Though I think it's only strictly true, if the intervals you sample over are the...

fiddlerwoaroof · 2025-05-09T01:54:56 1746755696

The second formulation sounds easier to use to adapt to specific use cases too: just bump the priority of a message based on your business rules to make it more likely that interesting events get to your log database.

eru · 2025-05-09T03:54:32 1746762872

You could do (category, random priority) and then do lexicographic comparison.

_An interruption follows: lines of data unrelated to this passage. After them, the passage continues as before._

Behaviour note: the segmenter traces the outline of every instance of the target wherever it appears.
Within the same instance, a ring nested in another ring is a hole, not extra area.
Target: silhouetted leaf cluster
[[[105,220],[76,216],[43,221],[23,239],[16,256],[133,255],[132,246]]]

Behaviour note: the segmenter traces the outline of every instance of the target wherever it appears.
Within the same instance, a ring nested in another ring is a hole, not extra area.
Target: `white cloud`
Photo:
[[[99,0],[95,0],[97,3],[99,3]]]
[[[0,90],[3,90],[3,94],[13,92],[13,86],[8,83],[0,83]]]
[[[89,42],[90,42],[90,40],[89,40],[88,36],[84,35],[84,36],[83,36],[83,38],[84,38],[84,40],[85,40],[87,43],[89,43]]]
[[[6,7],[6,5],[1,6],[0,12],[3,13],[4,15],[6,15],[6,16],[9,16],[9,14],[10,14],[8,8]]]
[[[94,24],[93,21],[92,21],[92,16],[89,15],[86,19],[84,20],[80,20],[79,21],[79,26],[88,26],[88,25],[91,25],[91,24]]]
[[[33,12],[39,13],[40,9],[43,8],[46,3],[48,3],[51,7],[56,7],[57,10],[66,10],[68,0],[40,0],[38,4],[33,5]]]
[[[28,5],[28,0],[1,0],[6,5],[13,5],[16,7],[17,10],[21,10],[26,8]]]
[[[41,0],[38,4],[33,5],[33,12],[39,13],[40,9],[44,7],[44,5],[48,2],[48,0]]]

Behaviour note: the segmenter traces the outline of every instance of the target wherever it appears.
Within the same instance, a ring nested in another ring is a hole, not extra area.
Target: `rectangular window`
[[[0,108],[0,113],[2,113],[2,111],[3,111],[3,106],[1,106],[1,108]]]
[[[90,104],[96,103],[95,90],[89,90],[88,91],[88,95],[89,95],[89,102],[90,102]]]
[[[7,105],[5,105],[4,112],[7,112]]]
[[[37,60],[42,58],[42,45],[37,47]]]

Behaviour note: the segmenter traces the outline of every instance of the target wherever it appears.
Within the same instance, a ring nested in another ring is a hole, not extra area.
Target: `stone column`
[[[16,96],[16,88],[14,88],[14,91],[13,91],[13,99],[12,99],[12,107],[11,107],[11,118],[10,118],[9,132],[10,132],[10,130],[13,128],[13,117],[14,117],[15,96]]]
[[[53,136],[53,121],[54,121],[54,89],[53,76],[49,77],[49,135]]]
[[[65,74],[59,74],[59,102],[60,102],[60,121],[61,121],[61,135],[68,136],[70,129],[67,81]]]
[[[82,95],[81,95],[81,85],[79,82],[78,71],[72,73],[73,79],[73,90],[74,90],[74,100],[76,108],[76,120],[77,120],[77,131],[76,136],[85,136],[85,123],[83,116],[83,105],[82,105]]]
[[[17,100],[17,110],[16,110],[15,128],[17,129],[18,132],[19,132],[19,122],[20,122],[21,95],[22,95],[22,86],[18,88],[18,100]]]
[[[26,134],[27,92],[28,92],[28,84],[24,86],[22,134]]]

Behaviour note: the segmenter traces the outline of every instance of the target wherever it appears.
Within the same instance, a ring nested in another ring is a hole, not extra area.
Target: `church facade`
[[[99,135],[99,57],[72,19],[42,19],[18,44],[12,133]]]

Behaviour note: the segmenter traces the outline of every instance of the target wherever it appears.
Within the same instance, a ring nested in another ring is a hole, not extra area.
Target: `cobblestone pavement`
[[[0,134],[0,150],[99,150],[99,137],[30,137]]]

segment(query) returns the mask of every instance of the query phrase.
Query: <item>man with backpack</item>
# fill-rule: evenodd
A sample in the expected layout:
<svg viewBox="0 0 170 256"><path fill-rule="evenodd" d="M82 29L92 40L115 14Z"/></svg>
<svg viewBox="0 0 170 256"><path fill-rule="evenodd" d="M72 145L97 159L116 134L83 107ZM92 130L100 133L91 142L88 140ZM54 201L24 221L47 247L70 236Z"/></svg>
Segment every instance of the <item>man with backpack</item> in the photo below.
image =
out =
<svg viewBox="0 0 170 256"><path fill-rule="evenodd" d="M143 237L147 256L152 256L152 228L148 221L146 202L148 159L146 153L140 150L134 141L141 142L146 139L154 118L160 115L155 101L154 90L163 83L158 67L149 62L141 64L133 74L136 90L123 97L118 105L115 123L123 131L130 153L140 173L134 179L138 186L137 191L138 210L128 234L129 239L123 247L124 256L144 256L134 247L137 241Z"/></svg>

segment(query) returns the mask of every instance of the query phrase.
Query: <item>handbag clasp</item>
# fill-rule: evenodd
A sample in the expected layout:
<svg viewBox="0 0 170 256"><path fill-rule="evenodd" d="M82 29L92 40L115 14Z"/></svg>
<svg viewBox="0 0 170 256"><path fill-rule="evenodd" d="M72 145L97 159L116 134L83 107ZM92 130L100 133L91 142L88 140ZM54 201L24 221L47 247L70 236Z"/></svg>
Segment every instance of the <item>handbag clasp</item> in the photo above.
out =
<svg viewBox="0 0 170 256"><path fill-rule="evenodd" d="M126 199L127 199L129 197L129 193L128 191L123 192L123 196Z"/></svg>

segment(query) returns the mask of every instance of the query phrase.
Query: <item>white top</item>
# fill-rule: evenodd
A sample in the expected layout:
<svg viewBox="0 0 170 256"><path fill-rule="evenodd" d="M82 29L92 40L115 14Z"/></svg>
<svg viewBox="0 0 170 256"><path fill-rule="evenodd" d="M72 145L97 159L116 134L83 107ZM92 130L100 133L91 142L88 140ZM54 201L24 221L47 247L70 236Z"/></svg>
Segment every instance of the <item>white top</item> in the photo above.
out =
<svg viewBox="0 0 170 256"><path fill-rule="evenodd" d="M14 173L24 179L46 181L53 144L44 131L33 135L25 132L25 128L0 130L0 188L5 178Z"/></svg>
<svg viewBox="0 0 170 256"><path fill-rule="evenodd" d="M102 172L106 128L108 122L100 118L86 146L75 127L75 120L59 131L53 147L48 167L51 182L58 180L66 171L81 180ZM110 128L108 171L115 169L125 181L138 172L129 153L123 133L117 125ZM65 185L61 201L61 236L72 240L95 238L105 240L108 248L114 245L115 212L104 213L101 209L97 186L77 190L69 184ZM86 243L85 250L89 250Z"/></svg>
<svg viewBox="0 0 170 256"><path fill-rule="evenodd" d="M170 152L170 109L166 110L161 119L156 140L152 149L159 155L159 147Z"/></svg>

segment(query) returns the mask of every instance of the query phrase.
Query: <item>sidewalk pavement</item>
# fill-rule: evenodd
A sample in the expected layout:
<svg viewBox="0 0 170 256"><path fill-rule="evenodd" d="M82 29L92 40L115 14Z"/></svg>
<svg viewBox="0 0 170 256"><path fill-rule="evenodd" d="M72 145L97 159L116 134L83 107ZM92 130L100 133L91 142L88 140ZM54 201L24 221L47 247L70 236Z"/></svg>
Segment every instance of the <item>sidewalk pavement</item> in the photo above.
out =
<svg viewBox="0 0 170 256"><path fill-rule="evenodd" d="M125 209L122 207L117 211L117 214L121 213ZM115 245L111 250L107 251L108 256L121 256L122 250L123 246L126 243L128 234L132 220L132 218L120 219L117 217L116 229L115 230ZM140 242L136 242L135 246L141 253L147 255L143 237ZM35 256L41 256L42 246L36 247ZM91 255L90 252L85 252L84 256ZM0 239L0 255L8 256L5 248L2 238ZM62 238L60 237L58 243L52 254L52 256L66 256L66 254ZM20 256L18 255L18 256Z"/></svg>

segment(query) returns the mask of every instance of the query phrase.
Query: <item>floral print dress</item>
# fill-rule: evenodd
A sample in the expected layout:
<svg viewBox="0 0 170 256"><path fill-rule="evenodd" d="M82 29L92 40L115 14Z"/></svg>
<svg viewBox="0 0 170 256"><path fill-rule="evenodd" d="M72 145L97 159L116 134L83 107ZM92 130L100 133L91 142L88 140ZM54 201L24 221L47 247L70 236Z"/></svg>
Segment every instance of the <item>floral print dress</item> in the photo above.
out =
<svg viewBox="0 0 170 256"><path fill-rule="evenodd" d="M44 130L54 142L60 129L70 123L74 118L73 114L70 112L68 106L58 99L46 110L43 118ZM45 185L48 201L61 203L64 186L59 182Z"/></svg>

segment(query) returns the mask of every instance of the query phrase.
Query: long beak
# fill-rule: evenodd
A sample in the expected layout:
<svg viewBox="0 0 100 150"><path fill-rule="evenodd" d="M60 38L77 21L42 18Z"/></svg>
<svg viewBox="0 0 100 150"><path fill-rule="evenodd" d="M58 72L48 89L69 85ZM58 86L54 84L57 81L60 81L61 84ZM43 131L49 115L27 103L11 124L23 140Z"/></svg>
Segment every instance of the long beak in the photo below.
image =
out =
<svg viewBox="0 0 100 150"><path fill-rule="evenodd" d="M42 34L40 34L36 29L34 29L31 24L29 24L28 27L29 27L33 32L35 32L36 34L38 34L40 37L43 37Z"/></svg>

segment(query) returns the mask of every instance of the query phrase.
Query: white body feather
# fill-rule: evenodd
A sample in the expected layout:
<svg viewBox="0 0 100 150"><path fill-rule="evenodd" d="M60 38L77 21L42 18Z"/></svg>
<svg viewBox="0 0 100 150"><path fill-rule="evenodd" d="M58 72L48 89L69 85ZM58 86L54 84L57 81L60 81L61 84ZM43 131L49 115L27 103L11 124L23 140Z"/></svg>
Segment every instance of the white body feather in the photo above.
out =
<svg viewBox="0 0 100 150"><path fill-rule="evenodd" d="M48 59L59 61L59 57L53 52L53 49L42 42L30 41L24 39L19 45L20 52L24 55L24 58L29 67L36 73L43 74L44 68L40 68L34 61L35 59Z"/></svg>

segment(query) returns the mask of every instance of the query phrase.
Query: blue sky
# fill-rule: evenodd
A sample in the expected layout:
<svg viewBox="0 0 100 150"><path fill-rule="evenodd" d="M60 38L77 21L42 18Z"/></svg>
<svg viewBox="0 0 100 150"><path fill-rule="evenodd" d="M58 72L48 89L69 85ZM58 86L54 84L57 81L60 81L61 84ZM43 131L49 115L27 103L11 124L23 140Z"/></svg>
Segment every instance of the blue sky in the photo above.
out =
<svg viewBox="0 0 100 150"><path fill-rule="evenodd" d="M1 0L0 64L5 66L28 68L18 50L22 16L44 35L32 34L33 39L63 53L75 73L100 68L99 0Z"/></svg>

That way higher categories always outrank lower categories.

But depending on what you need, you might also just do (random priority + weight * category) or so. Or you just keep separate reservoirs for high importance items and for everything else.

BobaFloutist · 2025-05-09T18:19:55 1746814795

I would expect any way to get a truly fair sample from a truly fair sample would necessarily result in a truly fair sample. I can't imagine how it could possibly not.

eru · 2025-05-10T02:10:39 1746843039

You are dropping a lot of context here.

In the first instance, every second we get a 'truly fair' random sample from all the messages in that second.

Going from there to eg a 'truly fair' random sample from all the messages in a minute is not trivial. And it's not even possible just from the samples, without auxiliary information.

fiddlerwoaroof · 2025-05-10T00:32:34 1746837154

I always find the interaction between probability distributions a little surprising.